Os últimos guerrilheiros
Nos Estados Unidos uma acção de marketing de guerrilha ganhou honras de abertura de telejornais.
E em Portugal, onde param os guerrilheiros da publicidade?
Aacção tinha tudo para dar certo, mas ficou, literalmente, nas bocas do mundo pelo seu excesso de realismo. Para promover uma nova série de desenhos animados, a Cartoon Network realizou uma acção de guerrilha na cidade de Boston que foi levada demasiado a sério pela polícia da cidade. Afinal, os misteriosos pacotes deixados em zonas estratégicas da metrópole não eram perigosos engenhos terroristas, mas sim objectos promocionais. Apesar de inofensivos, os pacotes provocaram o pânico na população, envolveram as forças policiais e transformaram-se uma dor de cabeça gigantesca para o canal que teve de desembolsar uma quantia significativa de dinheiro para acalmar os ânimos das autoridades. André Rabanea, sócio fundador da Torke Stunt, empresa que se apresenta como a única em Portugal que actua exclusivamente na área do marketing de guerrilha, comenta os riscos da actividade. “Riscos ocorrem na publicidade em todas as suas manifestações e meios. É preciso pensar e estudar tudo o que pode acontecer, antecipando vários cenários e analisar bem cada caso Só é preciso estar atento, não vamos fazer guerrilha na Índia com vacas”, diz. “A acção de guerrilha em Boston foi muito bem pensada, tanto em termos criativos como em termos de execução, mas estamos a falar dos EUA. A verdade é que pagaram algumas multas, mas também é verdade que o mundo inteiro ficou a saber da sua acção e divulgação”, equaciona o responsável da Torke Stunt. Desse ponto de vista, a acção cumpriu os requisitos de uma boa campanha de marketing de guerrilha que se preze. Afinal, como explica André Rabanea, o “marketing de guerrilha é uma forma de envolver os consumidores com a marca, não através da imposição mas através da conquista. É um conjunto de estratégias diferenciadas e inovadoras cujo objectivo é surpreender, pelo inesperado e pelo barulho, pela emoção, pela ousadia e pela agilidade e que, por isso mesmo conquistam e seduzem os consumidores”, define o responsável da Torke. Uma definição alargada no qual cabem acções tão díspares como marketing viral, intervenções urbanas e performances, marketing invisível, blog marketing, etc.
Portugal receptivo a acções de guerrilha?

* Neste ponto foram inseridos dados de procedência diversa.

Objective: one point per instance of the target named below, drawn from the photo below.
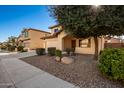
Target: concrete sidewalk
(22, 75)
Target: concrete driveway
(18, 74)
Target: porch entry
(73, 44)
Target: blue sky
(14, 18)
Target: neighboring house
(30, 38)
(61, 40)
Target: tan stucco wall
(62, 42)
(52, 30)
(35, 39)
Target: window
(85, 43)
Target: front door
(73, 43)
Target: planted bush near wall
(40, 51)
(111, 63)
(20, 48)
(58, 53)
(69, 50)
(11, 48)
(51, 51)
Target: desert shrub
(111, 63)
(69, 50)
(40, 51)
(11, 48)
(58, 53)
(25, 50)
(51, 51)
(20, 48)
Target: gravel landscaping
(83, 72)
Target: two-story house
(30, 38)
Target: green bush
(20, 48)
(58, 53)
(111, 63)
(11, 48)
(40, 51)
(51, 51)
(24, 50)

Resta saber se o mercado português está receptivo a estas propostas “guerrilho-inovadoras”. Ricardo Clemente dá-nos o seu ponto de vista. “O que tem sido feito em Portugal em termos de utilização de media alternativa tem sido mais empurrado pelas agências do que propriamente pelo mercado real”, considera o director-geral da Ogilvy One, empresa que no ano passado colocou no chão de várias cidades uma série de marcas de corpo á ‘la CSI’, para uma campanha levada a cabo para a Fundação Portuguesa de Cardiologia. “Há um caminho enorme a desbravar nessa área”, considera o responsável da Ogilvy One. O mesmo acredita Tomás Froes. “Devido á falta de recursos dos pequenos negócios e marcas, são estas as que têm vindo a apostar mais neste tipo de estratégias e tácticas de guerrilha”, começa por referir um dos sócios da Partners. “Mas, actualmente, com a saturação da comunicação tradicional, as grandes marcas consideram cada vez mais o marketing de guerrilha no seu mix, para atingirem de forma diferente, e mais criativa, os seus públicos-alvo. Sabem que este tipo de acções promovem o 'corpo-a-corpo' com o consumidor, o que lhes permite obter uma clara diferenciação na abordagem da sua marca ao cliente”, afirma. Também André Rabanea considera que, no que toca á relação das marcas com o marketing de guerrilha, este é o típico caso em que se primeiro experimenta e depois se entranha. “A verdade é que todos os clientes e agências com que já trabalhámos até hoje em Portugal, continuam a ser nossos clientes. Ou seja, há uma vontade inicial de arriscar por parte desses mesmos clientes ou agências e, num segundo momento, uma satisfação e eficácia na obtenção dos resultados que acaba por ditar a continuidade dos projectos”, considera.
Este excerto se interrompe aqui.